We are all guinea pigs
The genetically modified organisms issue has increased my awareness as a food technologist and nutritionist. What many critics of GMO labeling overlook is that this alteration of our food supply was made without public awareness and understanding.
As a nutrition educator, I believe a lot of the GMO hysteria is based on the audacity of corporate behemoths to fund and perpetuate, at any cost, a technology that cannot currently be monitored. American consumers were left uninformed and naive, while their European counterparts took a stand against having “fish genes added to their tomatoes so they could withstand cold temperatures better.” U.S. consumers believed USDA and FDA were monitoring the food supply.

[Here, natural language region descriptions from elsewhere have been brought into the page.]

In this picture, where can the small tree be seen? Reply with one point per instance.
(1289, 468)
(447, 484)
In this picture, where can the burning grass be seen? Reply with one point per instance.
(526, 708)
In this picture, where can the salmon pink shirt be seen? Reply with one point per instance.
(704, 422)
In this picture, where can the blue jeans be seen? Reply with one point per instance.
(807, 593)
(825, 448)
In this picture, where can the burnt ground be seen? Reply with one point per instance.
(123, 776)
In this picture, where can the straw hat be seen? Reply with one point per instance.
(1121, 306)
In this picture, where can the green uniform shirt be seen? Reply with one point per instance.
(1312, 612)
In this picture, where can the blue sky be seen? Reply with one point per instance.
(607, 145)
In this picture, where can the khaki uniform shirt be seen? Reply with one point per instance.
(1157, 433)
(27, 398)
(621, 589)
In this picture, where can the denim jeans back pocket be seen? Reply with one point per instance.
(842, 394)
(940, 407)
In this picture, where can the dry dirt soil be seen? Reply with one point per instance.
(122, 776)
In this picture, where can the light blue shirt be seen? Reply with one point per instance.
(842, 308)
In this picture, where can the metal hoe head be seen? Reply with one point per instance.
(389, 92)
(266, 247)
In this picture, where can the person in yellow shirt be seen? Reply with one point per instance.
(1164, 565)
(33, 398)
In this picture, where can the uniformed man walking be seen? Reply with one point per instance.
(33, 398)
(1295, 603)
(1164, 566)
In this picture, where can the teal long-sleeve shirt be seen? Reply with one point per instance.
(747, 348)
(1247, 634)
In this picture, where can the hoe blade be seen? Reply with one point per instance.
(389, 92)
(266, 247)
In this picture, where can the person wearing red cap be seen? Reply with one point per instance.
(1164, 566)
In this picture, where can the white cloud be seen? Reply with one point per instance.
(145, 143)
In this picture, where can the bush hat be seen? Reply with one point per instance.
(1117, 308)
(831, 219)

Europeans showed Americans they were only interested in food prices and not food quality.
There is no turning back the clock in biotechnology. I doubt that potatoes, corn, and wheat exist in the U.S. that have not had biotechnology alterations during the past decade. That means human health, animal well being, and environmental quality have all been impacted by genetically modified organisms already.
Over the past 50 years, the American food industry has expanded, while consumers know less and less about food production and preparation. Trust was established in light of this ignorance. Food safety defined by the scientific community is based on acceptable risk. Consumers view food safety based on individual illness or injury caused from ingesting the food. It is possible for biotechnology to produce potentially hazardous foods. Food sensitivities to peanuts, nuts, and fish are well documented in the medical literature. Inserting these proteins into foods without an exhaustive safety review and adequate product labeling could possibly result in death to some individuals.
We are all guinea pigs in the GMO study. Our rights of informed consent were violated by Monsanto and Novartis years ago, when these foods first began infiltrating into our food supply. The best American consumers can hope for in minimizing exposure to GMOs is product labeling like I found in the Falkland Islands last February. If consumers 1,000 miles from Antarctica can select non-GMO products, Americans should certainly be able to get their foods properly labeled.
—Betty Wedman-St Louis, St. Petersburg, Fla.